K.R. Eissler, Talent and Genius.
                                    
. . . referred to as “lightening conductors of common anxiety”—medicine men, sorcerers, shamans—who articulate a personal reformulation through the role of healer and who seek, by the alleviation of group anxiety, their own sense of identity and security.
Richard Day and Ronald H. Davidson, Magic and Healing: An Ethnopsychoanalytic Examination.
     
To both . . .
Isaac Deutscher, Marc Chagall and the Jewish Imagination.
        
. . . the analyst and . . .
Leonard Shengold, Soul Murder (“Insight as Metaphor”).
               
. . . the Shaman . . .
Jack London, The Son of the Wolf.
                      
. . . metaphor is essential.
Isaac Deutscher, Marc Chagall and the Jewish Imagination.
     
The shaman conveys metaphors addressed to the spirit world through drumming, chants, dance, myths, drama, or more appropriately, psychodrama . . .
Michael Ripinsky-Naxon, The Nature of Shamanism.
        
. . . and by means of this . . .
Friedrich Nietzsche, The Birth of Tragedy.
                 
. . . fills the void wrought in the texture of existence by the incomprehensible experience of suffering. He serves as the link . . .
Charles Ducey, The Life History and Creative Psychopathology of the Shaman.
                           
. . . that connects mystery to mystery, the known with the unknown . . .
Leonard Shengold, Soul Murder.
                                    
. . . and straight away, that is to say, out of himself, . . .
Friedrich Nietzsche, The Genealogy of Morals.
     
. . . the shaman . . .
Jack London, The Law of Life.
              
. . . creates . . .
Friedrich Nietzsche, The Genealogy of Morals.
                    
. . . a metaphorical bridge . . .
Leonard Shengold, Soul Murder.
                               
. . . between the everyday human world and the realm of the ineffable, the unconscious, or, in his subjective belief, the supernatural, and like Persephone he inhabits both worlds.
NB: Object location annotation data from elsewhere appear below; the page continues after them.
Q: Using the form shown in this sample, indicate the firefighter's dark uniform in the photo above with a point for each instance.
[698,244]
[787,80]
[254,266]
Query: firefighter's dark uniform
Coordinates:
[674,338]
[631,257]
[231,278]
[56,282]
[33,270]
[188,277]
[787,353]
He must experience the alien within himself as a prerequisite for interpreting and conferring significance upon the suffering of those who consult him for help against illness or misfortune. The personal experience of the alien, which resembles a mental disorder, is a major source of the apparent effectiveness of his form of psychotherapy, as it encourages the development of a greater than normal psychological sensitivity for his ever-renewed attempts to heal himself and his culture mates.
Charles Ducey, The Life History and Creative Psychopathology of the Shaman.
     
To put it in a nutshell:
Pawel Dybel, The Dilemmas of Psychoanalytic Interpretation.
     
The shaman, . . .
Charles Ducey, The Life History and Creative Psychopathology of the Shaman.
          
. . . the man of magic . . .
Richard Day and Ronald H. Davidson, Magic and Healing: An Ethnopsychoanalytic Examination.
                   
. . . so singularly capable of suffering, . . .
Friedrich Nietzsche, The Birth of Tragedy.
                              
. . . is ill for conventional reasons and in a conventional way; his conflicts are simply unusually intense; he is like everyone else, only more so.
George Devereux, Normal and Abnormal.